The first day, as the newbie, I was assigned what was thought of
as the worst job of the day. Someone had cut down a bunch of giant-huge oak
trees. After the trunks were chopped for fire wood and carted off, there was over
200 yards of loose and scattered branches to be collected and put in a neat
pile for pick up. After being instructed what to do, my then-boss said he would
come back in a hour to check on me.
When I started the job, my idea was to use it as a form of exercise
and cross training. And I was eager to start off well and make a good
impression. So I went after collecting the branches like a crazed banshee.
In five minutes I had worked up a great sweat on this muggy mid-June
morning. The pile was growing so fast and so high, by the end I had to run and
jump up to throw the branches on the top, it was so far above my head.
An hour later, when my boss came back to check up on me, I had just finished.
There was not a twig left on the ground. I could not have been prouder. He, on
the other hand, could not have been more upset:
“What the hell do you think you’re doing?”
“I piled the branches up like you told me to.”
“Yeah, but this job was supposed to take all day. Now what the
hell are you going to do? The damn truck isn’t coming to collect this crap
until Four.”
My boss stood there visibly worried, exasperated and upset.
Finally he said;
“OK, take the pile down, spread the branches all around and then
pile them back up again.”
“Are you serious?” I asked.
“As a heart attack. And take your time about it.”
This was my introduction to the attitude and aptitude of a
government job.
By the end of the summer, I was so good at killing time, I
almost got fired from a job that you could not get fired. We would wander into
town and take two hours for breakfast at the diner.
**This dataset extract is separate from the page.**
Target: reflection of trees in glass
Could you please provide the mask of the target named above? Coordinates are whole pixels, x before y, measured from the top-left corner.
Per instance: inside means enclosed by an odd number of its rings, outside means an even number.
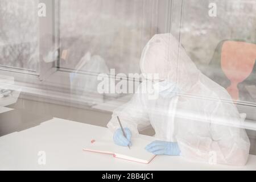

This is where I was
introduced to eggs over medium with jelly-on-toast and hash browns and crispy
bacon. With fresh OJ and coffee.
One particular hot and humid day, after a late night at the
Highwood bars, I was assigned to clean up a park after a concert the night
before. When you’re tired and hung-over, the last thing you want to do is pick
up half-empty beer cans and cigarette butts. After about the fourth time I
wretched, I had had it.
So I decided simply to walk home to my air-conditioned red brick Elm Street house and take a nap. Right when I got to my front steps, I heard a loud and
repeating truck horn. It was my boss driving bye, honking, waving and laughing his ass off.
Later that day, my boss asked;
“What the hell were you doing? You can’t just walk off a job and
go home.”
With a straight face, I said;
“I needed to take a nap.”
This cracked him up to no end. He said;
“Well good for you for not lying about it.”
Did I get fired? No, they promoted me to the public golf course
crew.
Whereupon we made the characters in "Caddy Shack" look like Fulbright scholars.
"Great big gobs of greasy, grimy gopher-guts."